Israel Bangun 1.300 Permukiman Yahudi di Tepi Barat

Senin 25 Oct 2021 06:42 WIB

Rep: Rizky Jaramaya/ Red: Ani Nursalikah

Israel Bangun 1.300 Permukiman Yahudi di Tepi Barat. Pihak berwenang Israel, mengevakuasi pemukim dan memindahkan rumah dengan derek karena mereka diduga dibangun secara ilegal di pos terdepan Beit Dror di selatan kota Hebron di Tepi Barat pada 27 Juli 2021.

Israel Bangun 1.300 Permukiman Yahudi di Tepi Barat. Pihak berwenang Israel, mengevakuasi pemukim dan memindahkan rumah dengan derek karena mereka diduga dibangun secara ilegal di pos terdepan Beit Dror di selatan kota Hebron di Tepi Barat pada 27 Juli 2021.

Foto: EPA/ABED AL HASHLAMOUN
Tender untuk 1.355 rumah di Yudea dan Samaria telah diterbitkan.

REPUBLIKA.CO.ID, YERUSALEM -- Israel berencana membangun lebih banyak permukiman Yahudi di Tepi Barat yang diduduki. Hal ini diumumkan oleh Kementerian Pembangunan pada Ahad (24/10).

“Tender untuk 1.355 rumah di Yudea dan Samaria telah diterbitkan,” kata pernyataan Kementerian Pembangunan, dilansir Al Arabiya, Senin (25/10). 

Baca Juga

Tender tersebut muncul setelah Israel memberikan persetujuan bagi 4.000 warga Palestina untuk mendaftar sebagai penduduk Tepi Barat pada pekan lalu.

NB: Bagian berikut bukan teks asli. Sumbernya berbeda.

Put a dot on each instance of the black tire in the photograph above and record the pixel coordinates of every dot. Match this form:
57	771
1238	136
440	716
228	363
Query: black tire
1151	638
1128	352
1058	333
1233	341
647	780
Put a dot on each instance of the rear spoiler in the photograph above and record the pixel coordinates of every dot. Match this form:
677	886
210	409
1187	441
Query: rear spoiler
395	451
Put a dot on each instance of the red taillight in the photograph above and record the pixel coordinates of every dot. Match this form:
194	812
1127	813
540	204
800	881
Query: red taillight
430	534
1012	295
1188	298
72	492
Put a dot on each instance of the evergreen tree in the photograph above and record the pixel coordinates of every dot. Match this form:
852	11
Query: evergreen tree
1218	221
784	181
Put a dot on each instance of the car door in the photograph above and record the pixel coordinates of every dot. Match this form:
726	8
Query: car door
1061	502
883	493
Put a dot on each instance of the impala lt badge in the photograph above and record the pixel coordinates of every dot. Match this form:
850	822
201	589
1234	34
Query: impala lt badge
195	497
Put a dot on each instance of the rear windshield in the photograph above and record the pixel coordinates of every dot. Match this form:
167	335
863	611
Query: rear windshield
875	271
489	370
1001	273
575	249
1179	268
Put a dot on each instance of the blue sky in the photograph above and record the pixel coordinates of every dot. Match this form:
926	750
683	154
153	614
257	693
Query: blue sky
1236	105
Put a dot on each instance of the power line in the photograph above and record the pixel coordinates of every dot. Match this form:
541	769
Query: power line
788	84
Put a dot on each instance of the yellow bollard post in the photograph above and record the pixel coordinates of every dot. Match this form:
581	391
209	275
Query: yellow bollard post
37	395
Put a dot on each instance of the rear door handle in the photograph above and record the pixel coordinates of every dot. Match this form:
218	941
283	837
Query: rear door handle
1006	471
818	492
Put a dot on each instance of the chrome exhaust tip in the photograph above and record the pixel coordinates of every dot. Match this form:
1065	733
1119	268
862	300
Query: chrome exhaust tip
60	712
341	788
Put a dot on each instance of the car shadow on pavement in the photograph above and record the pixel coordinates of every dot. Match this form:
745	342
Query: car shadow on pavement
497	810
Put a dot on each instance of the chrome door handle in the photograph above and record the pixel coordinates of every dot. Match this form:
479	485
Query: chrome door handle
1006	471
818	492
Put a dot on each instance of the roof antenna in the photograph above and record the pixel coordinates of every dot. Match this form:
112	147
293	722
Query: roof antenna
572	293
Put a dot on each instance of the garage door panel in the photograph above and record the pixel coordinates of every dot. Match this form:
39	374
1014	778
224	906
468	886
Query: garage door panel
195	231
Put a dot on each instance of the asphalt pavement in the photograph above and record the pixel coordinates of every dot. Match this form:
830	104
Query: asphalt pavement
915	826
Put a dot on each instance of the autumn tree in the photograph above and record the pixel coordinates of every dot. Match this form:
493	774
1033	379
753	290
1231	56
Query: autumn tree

Ini merupakan langkah pertama yang diambil oleh Israel selama 12 tahun menguasai wilayah pendudukan. Rumah-rumah Yahudi yang baru akan dibangun di tujuh pemukiman.

Permukiman baru tersebut menambah lebih dari 2.000 tempat tinggal di Tepi Barat yang diduduki. Sekitar 475 ribu orang Yahudi Israel tinggal di permukiman di Tepi Barat yang diduduki. Menurut hukum internasional, permukiman tersebut dianggap ilegal.

Israel telah menduduki Tepi Barat sejak Perang Enam Hari pada 1967. Sejak saat itu, Israel menjalankan kendali administratif secara penuh di sebagian besar wilayah. Tercatat lebih dari dua juta orang Palestina tinggal di wilayah tersebut.

Perdana Menteri Israel Naftali Bennett menentang pembentukan negara Palestina dan telah mengesampingkan pembicaraan damai secara formal dengan Otoritas Palestina. Bennett mengatakan, dia lebih memilih fokus pada perbaikan ekonomi ketimbang berdialog dengan Palestina.